How many times have you sat at your desk or on the tube and wished you weren't there?
Even if you have the best job in the world, there's a chance that you've dreamt of sacking it all in and travelling the world.
We watched this talk from adventurer Alastair Humphreys about his journey around the world on a bike (as someone who'd barely cycled before!) - and it got us really inspired.
Interested? Read on...
You Don't Need That Much Gear
There's a common misconception that you need lots of gear to travel around the world. It's just not true.
The trick is packing light. Get rid of those extra pair of shorts that you've slotted in "just in case". You're not going to need an ice axe if you are in the middle of India.
All you need is a bike, a tent, a water bottle and rucksack.
(Obviously, other things are useful too. Tom Allen has put together this very handy list of things you could consider before setting off.)
It's Very Eco-Friendly
What could be more eco-friendly than travelling by bike?
Flying is probably the worse impact we have on the environment. A round trip from Europe to New York creates three tonnes of carbon dioxide per person, according to the New York Times.
By cycling, you are not producing any carbon emissions. You're just using your own human-power (and sweat) to pedal your way across continents. Mother Nature will thank you.
Relatively speaking, if you have a bike and you are fit to pedal, that's pretty much all you need.

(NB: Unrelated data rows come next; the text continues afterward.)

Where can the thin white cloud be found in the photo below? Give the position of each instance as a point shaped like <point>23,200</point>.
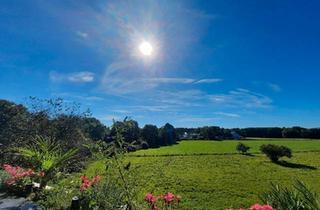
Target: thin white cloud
<point>197,119</point>
<point>211,80</point>
<point>227,114</point>
<point>82,35</point>
<point>242,98</point>
<point>274,87</point>
<point>77,77</point>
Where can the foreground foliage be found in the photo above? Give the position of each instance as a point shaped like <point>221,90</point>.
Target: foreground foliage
<point>299,198</point>
<point>46,156</point>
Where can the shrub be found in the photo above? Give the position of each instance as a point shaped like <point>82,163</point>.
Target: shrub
<point>46,156</point>
<point>274,152</point>
<point>166,201</point>
<point>241,147</point>
<point>298,198</point>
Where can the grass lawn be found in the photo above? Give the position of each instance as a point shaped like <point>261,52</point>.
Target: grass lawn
<point>219,180</point>
<point>228,146</point>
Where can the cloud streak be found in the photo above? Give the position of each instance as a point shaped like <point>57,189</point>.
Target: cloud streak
<point>242,98</point>
<point>76,77</point>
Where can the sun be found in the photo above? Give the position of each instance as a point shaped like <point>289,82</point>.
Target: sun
<point>146,48</point>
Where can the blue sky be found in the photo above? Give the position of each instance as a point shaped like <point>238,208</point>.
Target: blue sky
<point>226,63</point>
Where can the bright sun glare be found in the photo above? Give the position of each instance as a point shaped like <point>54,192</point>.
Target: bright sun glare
<point>146,48</point>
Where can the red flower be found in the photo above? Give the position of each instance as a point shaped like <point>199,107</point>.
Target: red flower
<point>169,197</point>
<point>96,179</point>
<point>86,182</point>
<point>149,197</point>
<point>267,207</point>
<point>41,174</point>
<point>178,198</point>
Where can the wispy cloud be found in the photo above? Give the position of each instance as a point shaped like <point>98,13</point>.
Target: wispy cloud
<point>274,87</point>
<point>227,114</point>
<point>211,80</point>
<point>77,77</point>
<point>242,98</point>
<point>82,34</point>
<point>198,119</point>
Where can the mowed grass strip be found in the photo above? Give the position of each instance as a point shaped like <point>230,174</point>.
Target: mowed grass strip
<point>192,147</point>
<point>216,182</point>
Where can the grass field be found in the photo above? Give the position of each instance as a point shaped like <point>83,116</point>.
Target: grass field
<point>210,175</point>
<point>228,146</point>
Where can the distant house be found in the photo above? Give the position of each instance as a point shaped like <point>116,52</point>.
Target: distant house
<point>190,136</point>
<point>235,135</point>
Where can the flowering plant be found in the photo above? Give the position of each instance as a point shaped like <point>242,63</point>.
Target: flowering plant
<point>19,175</point>
<point>87,191</point>
<point>166,201</point>
<point>20,180</point>
<point>257,207</point>
<point>86,182</point>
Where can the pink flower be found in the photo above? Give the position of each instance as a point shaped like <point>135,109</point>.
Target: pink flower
<point>178,198</point>
<point>41,174</point>
<point>96,179</point>
<point>149,197</point>
<point>256,207</point>
<point>267,207</point>
<point>169,197</point>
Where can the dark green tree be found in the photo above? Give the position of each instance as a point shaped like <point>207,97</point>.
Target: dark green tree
<point>150,134</point>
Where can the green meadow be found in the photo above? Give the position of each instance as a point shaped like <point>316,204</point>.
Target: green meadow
<point>228,146</point>
<point>212,175</point>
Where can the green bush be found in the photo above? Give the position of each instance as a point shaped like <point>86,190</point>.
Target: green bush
<point>274,152</point>
<point>241,147</point>
<point>298,198</point>
<point>3,177</point>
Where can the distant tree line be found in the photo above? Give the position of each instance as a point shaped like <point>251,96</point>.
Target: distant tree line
<point>215,132</point>
<point>72,127</point>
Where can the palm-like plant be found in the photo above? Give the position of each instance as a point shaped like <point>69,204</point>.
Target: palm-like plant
<point>298,198</point>
<point>46,155</point>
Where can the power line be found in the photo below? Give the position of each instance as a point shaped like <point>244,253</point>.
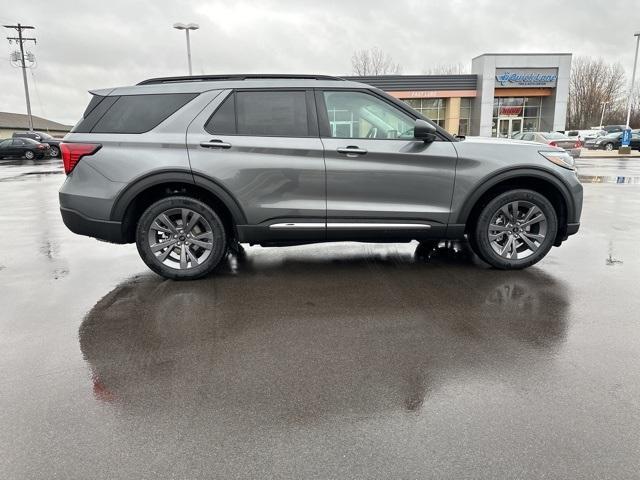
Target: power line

There might be ferry costs along the way. You might get a puncture. But really? The costs are minimal.
If you've got a tent strapped to your bike, then bonus - accommodation is free too! So don't use not having any money as an excuse.
If you want to be a bit more practical about it (I don't blame you) then check out this article from Tim Moss. He breaks down exactly how much the average long-distance cyclist will spend.

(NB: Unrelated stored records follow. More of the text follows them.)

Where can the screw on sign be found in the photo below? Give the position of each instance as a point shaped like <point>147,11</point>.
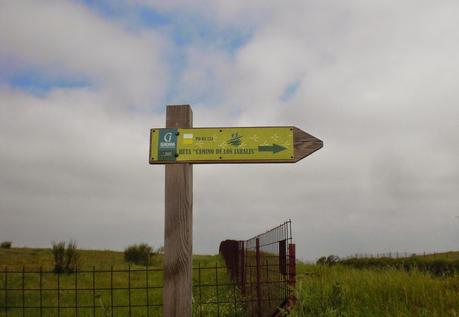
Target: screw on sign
<point>178,147</point>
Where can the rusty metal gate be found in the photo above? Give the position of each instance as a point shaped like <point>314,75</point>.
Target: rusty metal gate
<point>263,268</point>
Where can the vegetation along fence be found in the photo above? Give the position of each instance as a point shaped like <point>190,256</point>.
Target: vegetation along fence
<point>263,268</point>
<point>113,292</point>
<point>256,281</point>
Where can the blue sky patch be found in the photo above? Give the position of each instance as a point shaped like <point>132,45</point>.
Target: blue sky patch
<point>38,83</point>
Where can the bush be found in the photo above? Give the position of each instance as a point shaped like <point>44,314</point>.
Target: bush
<point>66,258</point>
<point>6,244</point>
<point>329,260</point>
<point>139,254</point>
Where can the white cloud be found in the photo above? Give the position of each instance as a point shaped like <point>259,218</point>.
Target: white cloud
<point>376,81</point>
<point>65,39</point>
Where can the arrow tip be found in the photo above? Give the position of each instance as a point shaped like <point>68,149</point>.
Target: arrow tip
<point>278,148</point>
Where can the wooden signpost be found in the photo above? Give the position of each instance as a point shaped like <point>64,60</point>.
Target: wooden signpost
<point>178,146</point>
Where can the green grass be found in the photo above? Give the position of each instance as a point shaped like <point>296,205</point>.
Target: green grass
<point>325,291</point>
<point>32,260</point>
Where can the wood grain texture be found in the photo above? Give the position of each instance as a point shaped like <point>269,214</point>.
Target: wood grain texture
<point>178,233</point>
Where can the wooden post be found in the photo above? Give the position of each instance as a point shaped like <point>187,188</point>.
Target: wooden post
<point>258,284</point>
<point>177,293</point>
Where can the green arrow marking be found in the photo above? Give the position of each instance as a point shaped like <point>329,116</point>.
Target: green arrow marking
<point>274,148</point>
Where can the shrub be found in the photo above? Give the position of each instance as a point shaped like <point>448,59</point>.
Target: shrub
<point>66,258</point>
<point>329,260</point>
<point>6,244</point>
<point>138,253</point>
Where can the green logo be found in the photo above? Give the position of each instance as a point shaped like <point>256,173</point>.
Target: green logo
<point>235,139</point>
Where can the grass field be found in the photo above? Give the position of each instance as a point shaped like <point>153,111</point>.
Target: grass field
<point>95,282</point>
<point>322,291</point>
<point>326,291</point>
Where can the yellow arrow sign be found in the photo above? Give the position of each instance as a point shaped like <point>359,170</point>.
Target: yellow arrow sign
<point>228,145</point>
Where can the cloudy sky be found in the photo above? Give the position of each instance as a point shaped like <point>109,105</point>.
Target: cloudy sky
<point>83,81</point>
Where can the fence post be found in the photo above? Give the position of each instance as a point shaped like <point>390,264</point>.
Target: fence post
<point>291,270</point>
<point>242,264</point>
<point>178,291</point>
<point>257,255</point>
<point>6,291</point>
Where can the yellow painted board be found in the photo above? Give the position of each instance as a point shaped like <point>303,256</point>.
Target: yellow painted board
<point>225,144</point>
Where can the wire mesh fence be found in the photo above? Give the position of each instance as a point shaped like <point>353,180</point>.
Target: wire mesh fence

You'll Meet Some Amazing People Along The Way
While travelling you will inevitably meet a whole host of interesting characters along the way, but on a bike, even more so.
From sitting on trains to encounters on the side of the road, you will inevitably attract a lot of questions about where you are going and why you are doing it on a bike.
Twitter is an amazing way to connect with fellow cyclists on the road. There's a whole group called WOW (Women On Wheels) which aims to connect women cycling solo around the world.
You'll Get Seriously Fit
If you're taking on a 6,000+ miles by pedal power, you will get seriously fit.
Those flabby stomach and soft thighs will be turned into hardened muscles of steel after days on your saddle.
Alastair Humphreys certainly wasn't a hardened cyclist when he started his journey around the world. Look where he managed to get to!
You Get To See The Landscape Properly
When you are in a car or on the train, all you see is the landscape whizzing past the window. You don't get to experience all of those places in between.
Sometimes these can be the most interesting places of all - with real people and cultures you otherwise would have missed.
All hail the slow pace of the bicycle!
It Will Be Really Hard, But You Won't Regret It
Let's not beat around the bush here: it will be really, really hard.
You're cycling around the world for pete's sake. No one said it would be a stroll in the park.
You will have blisters on your hands, a sore bum and you will get sick of living out of a backpack. But we can pretty much guarantee you won't regret it.
Maybe You Won't Ever Come Back?
Once you start, who says you have to stop?
Some people might not like the prospect of cycling away from their home, job and everyone they love - and that is completely understandable.
However, for some, it might just be the perfect excuse to keep going. If so, good on you, girl!